New York

View of “Ellie Ga,” 2014.

View of “Ellie Ga,” 2014.

Ellie Ga

View of “Ellie Ga,” 2014.

What to call it? A preface? A primer? An afterimage? In the corridor leading into, or out of, Ellie Ga’s three-channel video installation Four Thousand Blocks, 2013–14, hung a single white sheet bearing the impress of a text, faintly legible in raking light. It told the story of Thoth, the ibis-headed god who offers an Egyptian king the technology of writing, which, he promises, “will make humans wiser and improve their memories.” The king quickly corrects him. “What you have discovered is not the recipe for memory, but the drug of reminding,” he pronounces. “With your invention, they will be taught, but they will not be wise.” Familiar to philosophy undergrads from Plato’s Phaedrus, and to comp-lit grads from Derrida’s “Plato’s Pharmacy,”this myth underpins much of today’s grumbling over Wikipedia and Siri. If we entrust our memories to external supplements, the king laments, knowledge hollows out, becomes a semblance of itself, deteriorates.

If you know Ellie Ga’s work, you know her voice: low, mellifluous, wreathed with irony, an intelligent murmur. This voice figures heavily in Ga’s signature format, performative lectures she calls essays—twisty, digression-kinked tales she relates while arranging transparencies on an overhead projector. Between 2008 and 2013, Ga presented “The Fortunetellers,” a series of such essays drawn from her experience as artist-in-residence on a French scientific expedition to the Arctic. Frequent allusions to tarot cards and palm reading nodded to her shipmates’ Gallic penchant for after-dinner augury, yet they also flagged the decidedly French flavor of her narrative technique. Like André Breton in Nadja, Ga conjures a world dense with coincidence and half-hidden signs. When she likens cracks in the glacial ice to the lines stretched across a palm, Ga exemplified the Surrealist condition Rosalind Krauss once described as “nature convulsed into a kind of writing.”

Four Thousand Blocks marked the New York debut of Ga’s most recent body of work, for which she learned to scuba dive, joined a marine archaeology program in Egypt, and explored the underwater ruins of the lighthouse at Alexandria. (What did you do in the winter of 2012?) The video retains the aesthetic of her lectures for “The Fortunetellers.” On the center screen, Ga’s hands shuffle transparencies over a light box as her voice pours out from surround-sound speakers. The narrative moves quickly: Ga passes through a coast guard checkpoint, rehearses the gestures of scuba sign language, jabbers in broken French to excavation director Jean-Yves Empereur, notices the mnemonic-device clip art on Egyptian election posters. The video closes with an audio recording of Ga recalling the Thoth myth to an Egyptian archaeologist. Oddly enough, she flubs the punch line and describes writing as the gift of forgetting, not reminding.

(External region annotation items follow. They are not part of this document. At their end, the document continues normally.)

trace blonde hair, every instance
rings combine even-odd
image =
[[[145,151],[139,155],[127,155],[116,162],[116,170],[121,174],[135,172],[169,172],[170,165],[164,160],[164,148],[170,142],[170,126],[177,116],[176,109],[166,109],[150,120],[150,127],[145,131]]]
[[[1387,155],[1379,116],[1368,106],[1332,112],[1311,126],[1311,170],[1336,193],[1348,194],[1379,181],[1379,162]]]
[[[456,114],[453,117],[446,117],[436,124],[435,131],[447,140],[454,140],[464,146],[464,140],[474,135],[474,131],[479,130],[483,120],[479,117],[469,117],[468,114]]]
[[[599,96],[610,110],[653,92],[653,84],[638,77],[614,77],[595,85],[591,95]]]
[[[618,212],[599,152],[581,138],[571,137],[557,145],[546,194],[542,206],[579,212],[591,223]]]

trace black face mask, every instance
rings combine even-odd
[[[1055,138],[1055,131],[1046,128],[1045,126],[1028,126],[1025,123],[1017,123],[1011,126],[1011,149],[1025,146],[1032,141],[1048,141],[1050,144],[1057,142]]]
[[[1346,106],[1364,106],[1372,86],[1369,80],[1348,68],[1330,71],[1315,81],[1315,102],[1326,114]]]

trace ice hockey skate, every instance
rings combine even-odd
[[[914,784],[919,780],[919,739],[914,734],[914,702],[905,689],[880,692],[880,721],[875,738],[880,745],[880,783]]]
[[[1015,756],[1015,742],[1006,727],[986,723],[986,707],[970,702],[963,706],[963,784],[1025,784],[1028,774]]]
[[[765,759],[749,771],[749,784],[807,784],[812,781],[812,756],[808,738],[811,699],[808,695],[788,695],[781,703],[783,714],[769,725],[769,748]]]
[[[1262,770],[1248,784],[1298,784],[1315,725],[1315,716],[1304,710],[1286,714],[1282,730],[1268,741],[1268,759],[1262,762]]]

Video would seem a logical extension of Ga’s live performance, yet by alluding to Plato and Derrida, Ga acknowledges the hazards of entrusting her voice to a supplement: Writing is a drug (pharmakon), harmful even when helpful, because it is artificial, a site of untruth. Held to a script and recorded to a file, Ga’s voice is doubly displaced. Yet in Four Thousand Blocks,memory seems to reside elsewhere. To revise a prior statement, if you know Ellie Ga’s work, you know her voice and her hands, the dark silhouettes manipulating her transparencies. On the video’s left and right screens, these same hands develop a photograph in a darkroom and set the (metal) type for the Thoth myth—analog processes that require skill, touch, dexterity. Against the oblivion of the digital, Ga flexes knowledge inscribed within digits.